It’s tough, too: we found ourselves having to shift the difficulty from normal to easy during several late-game battles, as our characters were simply too weak and demoralised in comparison to the enemies. Hard mode? One for masochists only, as losing most fights will mean game over and a return to the last checkpoint.
Battles and certain choices you make reward you with Renown points, which can be spent on improving character stats as well as supplies and equipment. Characters are capped at level 5, but the short supply of Renown available means it’s unlikely you’ll be able to get everyone in your party fully levelled up – even if that person survives the whole adventure.
The Banner Saga’s art style is heavily influenced by the late American artist Eyvind Earle (Stoic has even named a character after him). Earle was involved with 1950s Disney films such as Peter Pan and Lady and the Tramp, and there are obvious echoes of those movies in the game’s hand-painted characters and backgrounds.

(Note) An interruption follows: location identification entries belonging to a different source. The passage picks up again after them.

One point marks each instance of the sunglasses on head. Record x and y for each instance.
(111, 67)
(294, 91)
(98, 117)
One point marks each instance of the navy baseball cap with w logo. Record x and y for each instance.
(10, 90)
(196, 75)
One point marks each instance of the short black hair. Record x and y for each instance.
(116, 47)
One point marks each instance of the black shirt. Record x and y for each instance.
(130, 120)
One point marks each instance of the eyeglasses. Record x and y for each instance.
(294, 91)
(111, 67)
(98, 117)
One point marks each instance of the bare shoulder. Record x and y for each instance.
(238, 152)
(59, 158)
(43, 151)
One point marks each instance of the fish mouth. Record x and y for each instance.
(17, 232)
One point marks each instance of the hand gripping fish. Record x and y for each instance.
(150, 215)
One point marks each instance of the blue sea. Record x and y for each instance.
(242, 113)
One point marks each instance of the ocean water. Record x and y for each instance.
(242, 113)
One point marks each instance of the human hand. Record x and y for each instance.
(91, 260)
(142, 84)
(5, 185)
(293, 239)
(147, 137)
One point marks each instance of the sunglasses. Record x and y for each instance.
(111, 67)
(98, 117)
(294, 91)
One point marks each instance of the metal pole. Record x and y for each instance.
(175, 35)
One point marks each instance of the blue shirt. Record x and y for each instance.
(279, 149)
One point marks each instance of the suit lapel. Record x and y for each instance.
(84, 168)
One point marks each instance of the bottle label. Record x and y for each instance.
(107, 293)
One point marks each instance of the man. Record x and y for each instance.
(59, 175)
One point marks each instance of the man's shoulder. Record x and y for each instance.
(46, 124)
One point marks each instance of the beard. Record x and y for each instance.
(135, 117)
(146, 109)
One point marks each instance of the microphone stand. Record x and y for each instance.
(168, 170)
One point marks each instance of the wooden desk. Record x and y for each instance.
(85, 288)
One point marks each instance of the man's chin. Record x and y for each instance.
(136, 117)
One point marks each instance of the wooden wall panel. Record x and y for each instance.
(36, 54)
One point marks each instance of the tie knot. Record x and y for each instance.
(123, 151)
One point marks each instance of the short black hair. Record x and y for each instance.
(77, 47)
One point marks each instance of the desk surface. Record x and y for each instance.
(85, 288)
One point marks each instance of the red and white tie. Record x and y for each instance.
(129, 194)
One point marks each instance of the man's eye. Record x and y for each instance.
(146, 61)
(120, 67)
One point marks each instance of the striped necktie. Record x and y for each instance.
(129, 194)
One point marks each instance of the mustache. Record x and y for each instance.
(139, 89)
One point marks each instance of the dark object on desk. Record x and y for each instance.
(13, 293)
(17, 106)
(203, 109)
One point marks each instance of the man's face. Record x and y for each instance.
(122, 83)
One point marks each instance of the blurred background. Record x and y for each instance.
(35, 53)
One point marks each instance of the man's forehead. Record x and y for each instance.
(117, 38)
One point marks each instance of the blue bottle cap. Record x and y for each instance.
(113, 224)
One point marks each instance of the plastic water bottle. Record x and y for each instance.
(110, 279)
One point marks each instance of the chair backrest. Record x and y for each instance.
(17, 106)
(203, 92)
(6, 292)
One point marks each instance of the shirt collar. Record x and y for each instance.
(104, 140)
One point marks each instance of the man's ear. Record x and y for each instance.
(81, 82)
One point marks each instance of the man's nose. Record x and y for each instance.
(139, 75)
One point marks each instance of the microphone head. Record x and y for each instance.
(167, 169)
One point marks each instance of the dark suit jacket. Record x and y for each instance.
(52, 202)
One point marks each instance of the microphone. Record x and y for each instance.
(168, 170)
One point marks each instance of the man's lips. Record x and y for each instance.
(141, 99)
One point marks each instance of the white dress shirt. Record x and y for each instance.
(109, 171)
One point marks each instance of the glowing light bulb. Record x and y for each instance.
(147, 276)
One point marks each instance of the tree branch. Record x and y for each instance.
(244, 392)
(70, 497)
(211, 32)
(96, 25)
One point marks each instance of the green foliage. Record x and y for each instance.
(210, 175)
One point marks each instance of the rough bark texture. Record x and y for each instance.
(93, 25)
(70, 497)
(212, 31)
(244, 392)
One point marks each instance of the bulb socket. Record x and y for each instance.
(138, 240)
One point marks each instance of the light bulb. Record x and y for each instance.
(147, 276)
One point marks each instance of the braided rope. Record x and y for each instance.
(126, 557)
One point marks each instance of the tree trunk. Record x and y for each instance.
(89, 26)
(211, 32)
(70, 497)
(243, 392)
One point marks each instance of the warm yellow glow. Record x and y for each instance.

And that decision pays off: this is a beautiful game, eschewing showy 3D graphics for something a little more traditional – and dare we say it, more tasteful. Cutscene animation is fairly basic, but works well in context, while the combat sections are a little more developed. Particularly striking are the (unskippable) parts of the game in which your caravan rolls slowly across the parallax-scrolling landscape.
Music and sound
Audio-wise, the stirring musical score adds to the general grandeur of proceedings. We’d have liked more voiceover work during dialogue scenes – this is another area where budget or time issues seem to have hamstrung Stoic’s vision, because there are fully animated and acted scenes early on and these quickly drop off in favour of written dialogue and basic animation.
Despite a handful of criticisms, we wouldn’t hesitate to recommend The Banner Saga to anyone with an interest in tactical RPGs, or even those who appreciate a game with a unique and beautiful presentational style.
The story, music, characters and world are effortlessly engrossing, while the old-school turn-based combat is challenging and enjoyable. Hopefully enough people buy the finished game for the mooted sequels to get off the ground - we want to see how our various (frequently poor) decisions really pan out.